Baku has spent diplomatic effort to demonstrate to Washington that it is a reliable partner and intermediary, including with Moscow. In addition, a top US official recently traveled to Azerbaijan for high-level talks. While the details are unknown, many have speculated that they could have been connected to the growing three-way alliance between the US, Israel, and Azerbaijan.
There is also a Christian nationalist leaning in the administration of US President Donald Trump, de Waal said, which has previously been expressed by members of his inner circle in connection to the Armenia–Azerbaijan conflict.
While Trump was president during the Second Nagorno-Karabakh War, and did relatively little to get involved, his approach to the presidency this time around — concerning all issues — is clearly much different.
‘Everyone is trying to figure out what the US position is going to be on the Caucasus, if any, so this would not be a good time to do anything provocative’, de Waal said.
In regards to the response from the EU and the rest of the international community, it would depend on the scale of the intervention, Grigoryan said.
‘If Azerbaijan were to occupy significant parts of Armenia, it would likely face at least some degree of international isolation — potentially including targeted sanctions against officials and UN Security Council resolutions. However, direct military intervention is highly unlikely’, he told OC Media.

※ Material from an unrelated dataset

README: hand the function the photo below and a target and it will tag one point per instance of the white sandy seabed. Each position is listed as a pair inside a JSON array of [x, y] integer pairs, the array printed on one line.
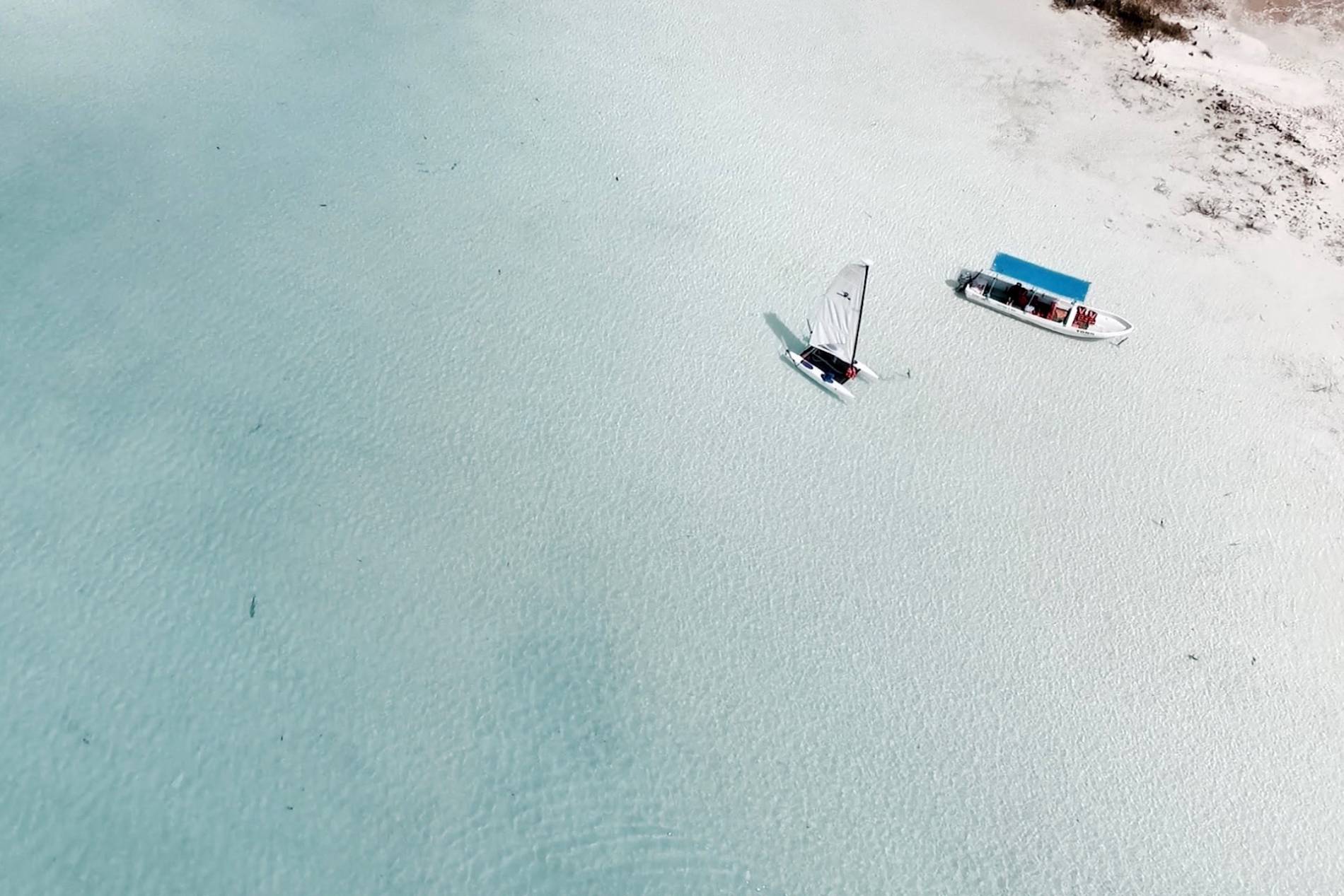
[[403, 494]]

Although Baku may be calculating that the EU’s new-found energy dependence on Azerbaijan could limit its punitive response, there are limits, Grigoryan said.
‘The EU’s response is complicated by the fact that several member states are energy-dependent on Azerbaijan, maintain strategic partnerships with Baku, and wield veto power in EU decision-making. However, if Azerbaijan were to cross the red line by launching a large-scale attack on Armenia, even those countries might struggle — or be unwilling — to block potential EU measures against Baku’.

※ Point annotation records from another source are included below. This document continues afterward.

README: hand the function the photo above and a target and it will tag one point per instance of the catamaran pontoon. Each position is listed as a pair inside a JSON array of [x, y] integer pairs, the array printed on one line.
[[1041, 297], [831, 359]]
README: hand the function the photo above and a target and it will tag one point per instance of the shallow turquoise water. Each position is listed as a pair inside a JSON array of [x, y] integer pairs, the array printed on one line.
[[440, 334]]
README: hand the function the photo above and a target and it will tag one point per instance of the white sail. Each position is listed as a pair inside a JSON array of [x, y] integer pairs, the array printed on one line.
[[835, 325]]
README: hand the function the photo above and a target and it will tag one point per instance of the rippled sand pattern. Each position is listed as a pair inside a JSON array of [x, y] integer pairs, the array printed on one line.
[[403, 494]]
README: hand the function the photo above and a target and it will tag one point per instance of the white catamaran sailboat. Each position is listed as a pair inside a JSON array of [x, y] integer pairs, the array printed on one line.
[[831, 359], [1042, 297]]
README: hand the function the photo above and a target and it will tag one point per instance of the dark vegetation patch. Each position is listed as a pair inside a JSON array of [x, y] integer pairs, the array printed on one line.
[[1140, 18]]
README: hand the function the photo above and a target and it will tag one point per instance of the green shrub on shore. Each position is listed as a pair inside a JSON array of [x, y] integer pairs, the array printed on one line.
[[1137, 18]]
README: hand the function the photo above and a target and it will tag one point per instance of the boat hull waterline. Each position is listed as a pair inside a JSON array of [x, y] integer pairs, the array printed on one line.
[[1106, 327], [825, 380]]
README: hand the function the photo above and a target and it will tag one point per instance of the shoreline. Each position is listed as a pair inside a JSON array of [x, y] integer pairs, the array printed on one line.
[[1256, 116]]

All these factors will likely constrain the more maximalist possible moves from Azerbaijan, the three analysts told OC Media.
An operation targeted at securing the Zangezur corridor, which would inherently entail the occupation of Armenian territory, is the ‘riskiest option — not only in terms of military-operational risks (high casualties, high cost) but also potential economic and political risks for Azerbaijan, not to mention a potential intervention from Iran’, Ahmadzada said.

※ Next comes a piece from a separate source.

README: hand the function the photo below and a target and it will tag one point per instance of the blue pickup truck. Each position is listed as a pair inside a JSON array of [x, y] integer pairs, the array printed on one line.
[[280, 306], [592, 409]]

That being said, Ahmadzada added that ‘one should not rule out small to mid scale border skirmishes that could happen along the Armenian-Azerbaijani border. There exists a sort of “routine ceasefire violations” that [the] Armenian and Azerbaijani public got used to — less nowadays, more in the past’.
But armed conflicts, even ones of a limited nature, rarely go as planned. If an escalation between Armenia and Azerbaijan occurs, it could have unpredictable consequences.
‘One never knows when a “[ceasefire] violation” [has] turned into a “battle”’, Ahmadzada told OC Media.